Despite the successes reported for organ-on-a-chip devices, they still require complex fluidic and pneumatic setups. In addition, the physiological relevance of the supporting porous membrane for cell support is questionable in terms of stiffness, thickness and adhesion opportunities, although of course this can be optimised. Attempts to circumvent these potential drawbacks of organ-on-a-chip devices include membrane- and pump-free models enabling the simultaneous analysis of up to 40 separate cell-covered tubes in parallel[106]. Although there are obvious advantages due to the simplicity of the system and the generation of fluid flow-induced shear stress over the cells, the system does not deplete secreted factors to the same degree as traditional microfluidics systems.

Perspectives

We have come a long way from first focusing on cancer cell lines for studying the normal physiology to a phase looking at self-organising epithelium in more or less defined matrices. Currently, we can control the composition of the matrix and the biophysical properties, and we have added a dynamic setting where the culture systems can be controlled in 4D.

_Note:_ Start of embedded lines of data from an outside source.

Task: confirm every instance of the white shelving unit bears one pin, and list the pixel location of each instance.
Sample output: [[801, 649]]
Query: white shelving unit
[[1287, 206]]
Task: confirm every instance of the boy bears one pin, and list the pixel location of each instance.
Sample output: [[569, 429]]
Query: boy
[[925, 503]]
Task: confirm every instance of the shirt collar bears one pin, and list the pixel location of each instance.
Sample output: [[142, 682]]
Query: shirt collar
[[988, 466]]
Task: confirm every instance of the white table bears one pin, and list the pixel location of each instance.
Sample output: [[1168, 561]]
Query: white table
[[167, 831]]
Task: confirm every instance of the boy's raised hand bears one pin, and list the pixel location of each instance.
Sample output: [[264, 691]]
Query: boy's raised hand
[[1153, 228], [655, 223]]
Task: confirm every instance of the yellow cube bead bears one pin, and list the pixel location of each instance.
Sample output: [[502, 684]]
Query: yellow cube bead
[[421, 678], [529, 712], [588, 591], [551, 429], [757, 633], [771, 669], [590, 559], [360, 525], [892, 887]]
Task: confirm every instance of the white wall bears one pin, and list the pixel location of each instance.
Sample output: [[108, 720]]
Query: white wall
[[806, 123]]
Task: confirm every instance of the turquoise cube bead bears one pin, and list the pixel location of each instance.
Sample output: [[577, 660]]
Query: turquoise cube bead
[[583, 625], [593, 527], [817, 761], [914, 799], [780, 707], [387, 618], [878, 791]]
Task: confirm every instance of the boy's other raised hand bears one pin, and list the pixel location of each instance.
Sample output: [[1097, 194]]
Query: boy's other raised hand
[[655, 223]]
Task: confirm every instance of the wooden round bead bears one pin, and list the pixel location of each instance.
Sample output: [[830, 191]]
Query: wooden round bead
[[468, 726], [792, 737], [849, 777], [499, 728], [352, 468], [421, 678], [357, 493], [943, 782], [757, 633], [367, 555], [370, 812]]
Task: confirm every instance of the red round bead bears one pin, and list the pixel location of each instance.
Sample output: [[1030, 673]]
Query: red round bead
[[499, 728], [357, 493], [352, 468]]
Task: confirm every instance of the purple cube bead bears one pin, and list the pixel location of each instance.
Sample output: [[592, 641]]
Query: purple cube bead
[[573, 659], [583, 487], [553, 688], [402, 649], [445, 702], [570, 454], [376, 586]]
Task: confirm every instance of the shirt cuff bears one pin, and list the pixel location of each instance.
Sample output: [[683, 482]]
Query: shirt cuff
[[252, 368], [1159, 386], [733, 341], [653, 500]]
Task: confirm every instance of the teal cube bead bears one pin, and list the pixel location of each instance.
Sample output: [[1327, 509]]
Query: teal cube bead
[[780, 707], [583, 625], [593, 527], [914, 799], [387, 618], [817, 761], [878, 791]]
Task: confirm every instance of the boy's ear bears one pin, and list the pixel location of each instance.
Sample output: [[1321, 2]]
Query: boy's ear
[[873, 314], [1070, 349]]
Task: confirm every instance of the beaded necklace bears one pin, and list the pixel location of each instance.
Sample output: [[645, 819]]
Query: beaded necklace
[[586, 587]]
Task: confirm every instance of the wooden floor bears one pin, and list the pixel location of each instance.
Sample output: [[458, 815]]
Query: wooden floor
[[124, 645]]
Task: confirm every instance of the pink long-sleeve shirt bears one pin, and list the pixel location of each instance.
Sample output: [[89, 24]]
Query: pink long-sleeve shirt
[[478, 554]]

Although significant advances have been made in the past decade, especially with the introduction of organoid technology, there are still major challenges to overcome to develop more in vivo-like models. Presently, there is a distance between the technological and the biological developments within the field. Technological advances in biomaterials and micro-engineering fields are complemented by simpler biological studies most often using cell lines, e.g. Caco-2 cells as a first phase, whereas more advances in biological systems studying primary epithelial cells or hPSC-derived cells are performed in simpler microenvironmental systems often involving Matrigel. More advanced studies are required to address physiological questions that go beyond simple cell behaviour and represent an arena where there will be tremendous potential in combining the advances in micro-engineered devices with primary cell derivatives. A further combination of advanced topographic 3D biomaterial models with the microfluidic field is also expected.

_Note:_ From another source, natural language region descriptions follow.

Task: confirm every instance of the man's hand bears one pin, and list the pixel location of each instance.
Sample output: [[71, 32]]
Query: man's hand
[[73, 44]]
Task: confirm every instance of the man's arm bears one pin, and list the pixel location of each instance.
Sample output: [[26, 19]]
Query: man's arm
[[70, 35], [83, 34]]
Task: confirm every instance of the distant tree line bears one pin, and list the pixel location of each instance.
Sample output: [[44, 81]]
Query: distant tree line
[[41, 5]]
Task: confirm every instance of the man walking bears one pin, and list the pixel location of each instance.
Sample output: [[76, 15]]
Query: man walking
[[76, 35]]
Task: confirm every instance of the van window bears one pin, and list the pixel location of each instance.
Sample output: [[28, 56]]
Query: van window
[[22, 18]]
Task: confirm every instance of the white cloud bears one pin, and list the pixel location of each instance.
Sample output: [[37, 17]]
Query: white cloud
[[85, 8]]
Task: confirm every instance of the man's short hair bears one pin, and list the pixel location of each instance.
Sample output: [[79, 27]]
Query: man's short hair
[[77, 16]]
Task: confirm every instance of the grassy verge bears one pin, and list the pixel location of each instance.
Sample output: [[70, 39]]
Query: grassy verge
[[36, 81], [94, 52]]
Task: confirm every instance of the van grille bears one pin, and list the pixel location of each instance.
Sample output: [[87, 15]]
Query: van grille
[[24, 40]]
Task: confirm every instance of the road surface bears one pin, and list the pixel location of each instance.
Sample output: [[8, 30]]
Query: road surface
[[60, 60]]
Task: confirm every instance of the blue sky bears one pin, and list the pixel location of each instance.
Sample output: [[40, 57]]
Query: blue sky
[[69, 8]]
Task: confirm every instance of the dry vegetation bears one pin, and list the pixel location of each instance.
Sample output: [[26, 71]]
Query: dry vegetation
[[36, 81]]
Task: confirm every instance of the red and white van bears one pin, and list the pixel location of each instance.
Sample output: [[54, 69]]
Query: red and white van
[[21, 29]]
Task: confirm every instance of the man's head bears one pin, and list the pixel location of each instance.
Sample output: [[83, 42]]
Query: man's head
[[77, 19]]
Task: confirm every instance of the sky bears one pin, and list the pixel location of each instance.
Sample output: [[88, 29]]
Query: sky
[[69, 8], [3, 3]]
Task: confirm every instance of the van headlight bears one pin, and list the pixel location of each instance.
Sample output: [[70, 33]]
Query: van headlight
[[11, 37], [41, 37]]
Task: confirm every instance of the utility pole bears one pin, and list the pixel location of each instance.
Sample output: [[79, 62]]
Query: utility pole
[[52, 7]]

We anticipate that the future will merge the organoid field even more with the organ-on-a-chip technology. This merge may contribute towards controlling the growth and self-renewal properties of stem cells by establishing perfusion or gradient cultures, thereby providing a more controlled biochemical microenvironment, or to provide spatial control facilitating e.g. imaging and high throughput screening. Moreover, the next step in studies of intestinal biology is to go beyond only the epithelium. Here, micro-engineered culture systems provide excellent platforms to determine the relevance in the context of defined structural confinements. This will be a first step towards generating a fully functional small intestine in vitro. With this we look forward to an exciting future and are eagerly awaiting what will come.